In response to your comment, thermal efficiency varies greatly with how the power grid is supplied. Hydropower plants, solar, wind and ocean wave farms have a "thermal" efficiency of 1.0 (no exhaust). Nuclear powerplants need cooling but they do not contribute to greenhouse emissions either, thus have a corresponding thermal efficiency of 1.0 . Same goes with geothermal powerplants.

Thermal efficency of coal burning powerplants can be greatly increased by designing them for heat-power (i.e., utilising "waste" heat for heating buildings , agriculture and process industries, which will nullify emissions with those recipients). This is quite common in Europe but probably less so in North America. Catching CO2 is viable only with large stationary powerplants.

-Knut
 
Gonna get flak from more than a few here I expect, but here is a well researched rebuke on this thread's title:

 
Most cars which run on LPG are dual fuel. Why couldn't hydrogen and petrol be used in the same way in an electric powered hybrid ? If you got stuck, you could just sith there for a time with the engine running on hydrogen or petrol while charging up the batteries. Then drive on.
 
When I renewed my house and contents this year the nice lady asked me if I had solar panels on my roof. I told
her no, but asked why the insurance company wanted to know. She said if my house was on fire the fire brigade
would not be able to use water ! Presumably as water and electricity do not mix well.
I've no idea if this is true or wide spread?
 
Electric vehicles are far from a perfect solution to poor air quality, but try to remember the first gasoline-powered vehicles ran less than 15 mph and were required to have a flagman walking ahead so as to warn horse-powered vehicles (and individual horses) of it's approach.

Electrics are in their infancy now because they were poo-pooed out of existence by their (relative) inefficiencies when compared to fuel-burners. The "dead ends" and "it will never work"s are just echoes of things that have been said before about present technologies. All the major vehicle manufacturers and all the oil companies are involved in r&d for electric vehicles. I don't think they'll give up tomorrow due to skepticism over their viability.

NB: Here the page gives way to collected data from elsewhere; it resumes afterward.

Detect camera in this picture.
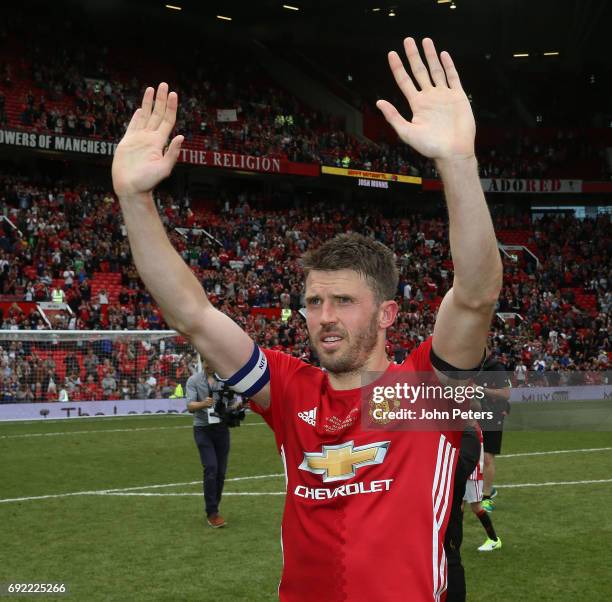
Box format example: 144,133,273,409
211,383,246,427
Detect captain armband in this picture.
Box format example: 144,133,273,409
429,346,486,380
215,344,270,397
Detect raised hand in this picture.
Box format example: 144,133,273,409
112,83,184,197
376,38,476,162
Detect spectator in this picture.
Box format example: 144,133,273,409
101,371,117,397
51,286,65,304
82,374,102,401
136,375,149,399
514,360,528,386
83,348,99,376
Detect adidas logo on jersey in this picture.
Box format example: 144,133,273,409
298,407,317,426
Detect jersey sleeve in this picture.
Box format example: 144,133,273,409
403,337,463,447
250,349,307,448
403,336,435,371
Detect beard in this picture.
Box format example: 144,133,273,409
311,312,380,375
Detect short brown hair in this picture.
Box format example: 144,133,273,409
301,233,399,303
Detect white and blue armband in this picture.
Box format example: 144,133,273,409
215,344,270,397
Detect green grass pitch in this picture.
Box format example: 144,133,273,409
1,408,611,601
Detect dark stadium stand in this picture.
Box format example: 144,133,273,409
1,5,610,179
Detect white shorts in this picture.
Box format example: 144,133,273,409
463,479,483,503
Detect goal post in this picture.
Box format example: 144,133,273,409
0,330,199,405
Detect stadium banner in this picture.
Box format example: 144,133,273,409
0,128,118,156
0,301,37,314
481,178,583,193
0,128,319,177
357,178,390,190
0,398,190,422
422,178,583,193
510,384,611,403
216,108,238,122
321,165,421,185
178,148,319,177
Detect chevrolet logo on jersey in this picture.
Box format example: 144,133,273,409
299,440,390,483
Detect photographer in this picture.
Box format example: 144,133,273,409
186,363,245,528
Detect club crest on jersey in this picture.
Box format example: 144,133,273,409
299,440,390,483
297,407,317,426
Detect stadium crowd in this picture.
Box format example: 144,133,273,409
0,14,610,180
0,172,609,402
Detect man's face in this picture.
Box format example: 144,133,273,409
305,269,385,375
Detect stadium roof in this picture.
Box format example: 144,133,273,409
66,0,611,72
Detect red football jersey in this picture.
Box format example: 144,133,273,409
253,337,461,602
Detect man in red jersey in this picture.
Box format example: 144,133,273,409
112,37,501,601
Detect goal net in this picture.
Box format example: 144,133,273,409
0,330,198,404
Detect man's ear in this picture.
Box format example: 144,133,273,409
379,300,399,329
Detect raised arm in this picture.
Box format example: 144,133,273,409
112,83,270,407
377,38,502,372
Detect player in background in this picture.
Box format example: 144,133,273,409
475,350,512,511
464,421,502,551
111,37,503,601
444,424,481,601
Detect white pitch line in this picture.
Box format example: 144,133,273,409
0,421,266,440
98,492,286,497
0,473,285,504
95,479,612,497
0,446,610,504
93,473,284,493
81,478,612,496
226,473,284,482
0,425,191,440
101,480,612,497
0,489,113,504
498,447,612,458
1,475,611,505
0,414,188,426
496,478,612,489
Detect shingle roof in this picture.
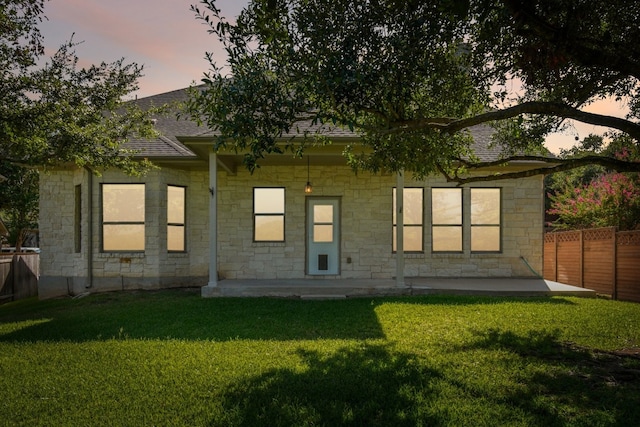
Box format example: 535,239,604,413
465,124,504,162
126,87,521,163
124,88,200,159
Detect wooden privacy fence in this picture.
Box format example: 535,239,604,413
544,227,640,302
0,254,39,302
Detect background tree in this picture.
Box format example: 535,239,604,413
546,134,640,230
1,0,159,172
0,164,38,249
545,135,610,201
1,0,163,248
188,0,640,183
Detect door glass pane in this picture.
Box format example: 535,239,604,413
432,226,462,252
432,188,461,225
314,205,333,223
314,224,333,242
255,216,284,241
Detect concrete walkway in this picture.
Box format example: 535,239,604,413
204,278,596,299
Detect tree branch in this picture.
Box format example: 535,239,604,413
441,155,640,185
504,0,640,80
383,101,640,140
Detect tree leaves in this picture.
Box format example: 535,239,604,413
1,0,159,174
189,0,640,181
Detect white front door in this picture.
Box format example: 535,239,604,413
307,197,340,275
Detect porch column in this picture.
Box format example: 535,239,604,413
396,171,405,287
201,151,218,297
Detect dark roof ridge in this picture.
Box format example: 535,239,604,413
158,135,196,156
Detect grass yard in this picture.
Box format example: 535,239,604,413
0,290,639,426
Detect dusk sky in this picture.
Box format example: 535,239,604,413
39,0,626,153
40,0,247,98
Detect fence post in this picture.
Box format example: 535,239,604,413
554,232,558,282
579,230,584,288
613,228,618,300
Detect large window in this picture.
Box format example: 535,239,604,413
431,188,462,252
253,188,285,242
167,185,186,252
393,188,424,252
102,184,145,251
471,188,501,252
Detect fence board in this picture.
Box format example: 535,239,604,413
12,255,39,300
543,233,556,280
544,228,640,303
616,232,640,303
556,231,582,286
0,257,13,300
0,254,39,302
583,232,615,294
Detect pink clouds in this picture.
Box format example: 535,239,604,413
40,0,247,97
37,1,631,154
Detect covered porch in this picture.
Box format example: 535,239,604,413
201,277,596,299
181,134,552,298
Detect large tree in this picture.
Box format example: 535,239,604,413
1,0,159,173
0,162,38,249
188,0,640,183
1,0,163,248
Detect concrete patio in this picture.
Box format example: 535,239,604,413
203,278,597,299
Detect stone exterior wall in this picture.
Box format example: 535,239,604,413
39,163,544,298
39,168,210,298
217,166,544,280
39,168,87,297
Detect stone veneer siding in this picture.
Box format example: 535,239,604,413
39,168,210,298
217,165,544,280
39,164,544,297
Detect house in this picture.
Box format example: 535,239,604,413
38,87,547,299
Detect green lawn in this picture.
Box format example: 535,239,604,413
1,290,639,426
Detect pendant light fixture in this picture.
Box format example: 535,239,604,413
304,155,313,194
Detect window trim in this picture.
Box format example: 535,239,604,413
167,184,187,253
431,187,463,253
253,187,286,243
392,187,424,253
470,187,502,253
100,183,146,253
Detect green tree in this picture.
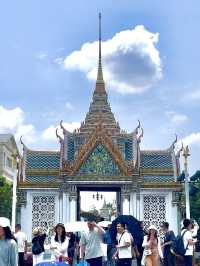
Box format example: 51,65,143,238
190,182,200,224
0,176,12,219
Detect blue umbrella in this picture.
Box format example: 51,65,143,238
36,262,69,266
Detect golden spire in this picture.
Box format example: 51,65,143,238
96,12,104,84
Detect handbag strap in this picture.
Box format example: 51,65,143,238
118,232,125,244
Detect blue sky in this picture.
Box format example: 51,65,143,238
0,0,200,174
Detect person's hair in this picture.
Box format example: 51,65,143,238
117,222,126,229
3,226,17,242
183,218,191,229
147,229,158,242
15,224,21,230
87,216,96,223
54,223,66,243
162,222,169,229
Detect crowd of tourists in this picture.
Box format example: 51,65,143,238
0,216,199,266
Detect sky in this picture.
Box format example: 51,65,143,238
0,0,200,175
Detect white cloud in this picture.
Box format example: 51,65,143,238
171,114,188,124
54,57,64,65
36,52,48,60
182,89,200,102
0,106,24,130
15,124,37,144
64,25,162,94
0,105,37,144
42,125,58,141
42,122,80,141
65,102,74,110
165,111,188,125
181,132,200,146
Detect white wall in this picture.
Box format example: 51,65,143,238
128,189,178,234
20,189,60,242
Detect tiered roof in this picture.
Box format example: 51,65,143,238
80,13,120,136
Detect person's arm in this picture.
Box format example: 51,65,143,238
10,240,18,266
186,231,196,245
142,236,149,248
80,244,85,260
158,238,163,259
162,231,175,248
93,222,105,235
57,238,69,254
79,233,86,259
24,240,28,253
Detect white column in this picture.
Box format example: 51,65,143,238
62,192,67,223
185,172,190,219
129,192,134,216
170,192,178,235
11,170,17,232
69,198,76,222
122,198,130,215
136,193,140,220
59,193,63,222
21,192,32,241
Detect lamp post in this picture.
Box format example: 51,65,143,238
183,145,190,219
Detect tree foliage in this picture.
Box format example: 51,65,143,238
190,182,200,251
190,182,200,224
0,176,12,219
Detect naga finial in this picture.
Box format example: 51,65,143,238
20,136,27,151
137,127,144,143
168,134,178,151
60,120,68,134
176,142,183,158
133,120,141,135
56,128,64,143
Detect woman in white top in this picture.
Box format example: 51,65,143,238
51,223,70,264
0,217,18,266
142,225,163,266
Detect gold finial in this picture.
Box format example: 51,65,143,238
183,145,190,170
97,12,104,83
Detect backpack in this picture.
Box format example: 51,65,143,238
171,230,188,256
32,239,43,255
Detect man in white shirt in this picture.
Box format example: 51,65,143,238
181,219,196,266
113,222,132,266
14,224,27,266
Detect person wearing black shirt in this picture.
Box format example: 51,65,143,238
32,227,46,266
161,222,175,266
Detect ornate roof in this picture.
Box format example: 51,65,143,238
140,150,173,169
142,175,174,182
26,175,58,183
17,15,180,188
26,150,60,169
63,121,131,176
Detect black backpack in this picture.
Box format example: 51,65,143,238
171,230,188,256
32,239,43,255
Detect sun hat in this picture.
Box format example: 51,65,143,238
32,227,40,236
0,217,10,228
148,224,158,231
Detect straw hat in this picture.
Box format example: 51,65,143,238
148,224,158,231
0,217,10,228
32,227,42,236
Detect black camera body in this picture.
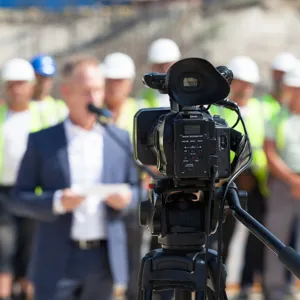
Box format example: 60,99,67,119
133,58,241,187
134,108,231,181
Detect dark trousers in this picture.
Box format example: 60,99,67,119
0,186,35,279
240,187,265,287
47,244,113,300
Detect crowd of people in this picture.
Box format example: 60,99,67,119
0,36,299,300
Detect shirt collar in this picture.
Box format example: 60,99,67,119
64,118,103,137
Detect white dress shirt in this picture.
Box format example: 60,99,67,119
2,109,31,185
54,119,107,240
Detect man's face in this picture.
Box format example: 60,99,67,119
272,69,285,93
230,79,254,104
34,74,53,97
284,86,300,113
151,62,175,74
105,78,133,108
5,80,33,106
61,64,105,122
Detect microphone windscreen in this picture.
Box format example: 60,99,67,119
87,103,113,119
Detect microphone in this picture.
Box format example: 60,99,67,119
214,66,237,110
216,66,234,85
87,103,113,126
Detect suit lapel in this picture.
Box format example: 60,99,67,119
53,123,71,187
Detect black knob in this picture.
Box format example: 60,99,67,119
139,200,152,226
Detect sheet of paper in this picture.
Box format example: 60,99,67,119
72,183,131,199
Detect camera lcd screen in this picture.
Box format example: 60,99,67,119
183,77,199,88
184,125,201,135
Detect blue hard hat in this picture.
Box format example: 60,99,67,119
30,54,56,76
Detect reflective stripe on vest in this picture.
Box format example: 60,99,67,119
0,103,42,182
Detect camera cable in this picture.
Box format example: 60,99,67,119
215,107,253,299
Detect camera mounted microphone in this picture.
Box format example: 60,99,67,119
216,66,233,85
87,103,113,126
214,66,238,110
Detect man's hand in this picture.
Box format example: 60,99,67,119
61,189,85,212
105,190,132,211
289,175,300,187
288,175,300,199
291,185,300,199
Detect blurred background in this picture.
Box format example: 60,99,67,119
0,0,299,96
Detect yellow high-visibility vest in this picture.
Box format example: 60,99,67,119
113,97,150,141
32,96,68,129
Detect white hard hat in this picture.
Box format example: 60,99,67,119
1,58,35,82
283,60,300,87
148,38,181,64
227,56,260,84
272,52,296,72
102,52,135,79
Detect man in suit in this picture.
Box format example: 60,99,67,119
12,54,139,300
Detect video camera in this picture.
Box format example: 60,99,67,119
134,58,250,187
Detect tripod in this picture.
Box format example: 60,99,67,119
137,182,300,300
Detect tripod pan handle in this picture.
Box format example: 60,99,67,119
278,246,300,279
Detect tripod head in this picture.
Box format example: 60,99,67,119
140,178,247,252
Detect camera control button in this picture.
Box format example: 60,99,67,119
220,135,228,149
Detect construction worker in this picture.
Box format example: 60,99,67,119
263,61,300,300
30,54,68,127
102,52,138,137
140,38,181,108
214,56,267,298
0,58,43,300
262,52,296,121
102,52,144,300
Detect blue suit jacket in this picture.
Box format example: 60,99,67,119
12,121,139,299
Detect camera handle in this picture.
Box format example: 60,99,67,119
226,184,300,279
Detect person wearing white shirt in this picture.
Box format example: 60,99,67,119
13,55,139,300
0,58,38,300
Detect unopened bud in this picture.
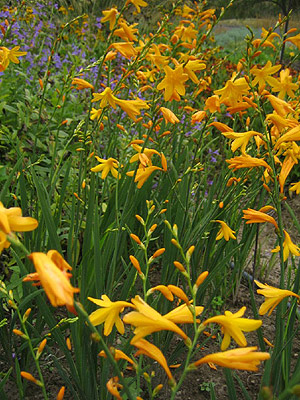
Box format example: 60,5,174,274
36,339,47,359
130,233,141,245
173,261,186,272
13,329,28,340
21,371,43,387
171,238,180,249
22,308,32,323
153,384,163,396
186,245,195,261
135,214,145,225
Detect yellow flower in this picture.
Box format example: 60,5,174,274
274,124,300,149
110,42,136,59
71,78,94,91
129,144,160,166
123,295,189,343
203,307,262,350
160,107,179,124
270,68,298,99
278,157,295,193
106,377,122,400
250,60,281,92
215,220,236,241
148,285,174,301
183,59,206,84
125,0,148,13
92,87,148,120
290,181,300,195
266,94,294,117
191,110,206,124
255,279,300,315
88,295,134,336
192,347,270,371
242,207,278,229
116,98,149,121
164,302,203,323
0,202,38,252
23,251,79,313
90,108,102,120
0,46,27,72
134,339,174,380
286,33,300,49
92,87,118,108
226,155,271,171
99,348,136,366
101,8,119,30
157,65,189,101
271,230,300,262
174,23,198,43
91,157,120,179
214,76,249,106
126,165,163,189
114,21,138,42
204,95,221,113
222,130,263,155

There's money to be made now and even more when battery technology takes it's next leap, or someone invents a viable hydrogen-electric hybrid or figures out how to miniaturize fusion reactors. It's happening and while it's easy to sit back and be cynical, just as it has been on climate change, the "conventional wisdom" is changing nearly as fast as the tech.

I always use the trash analogy; If trash were valuable, nobody would toss it out the window of their cars. Make packaging viably recyclable and profitable and you solve the trash problem. If someone can make a profit doing something currently thought to be impossible, it will likely happen over time. Electric vehicles are happening, cynicism not withstanding.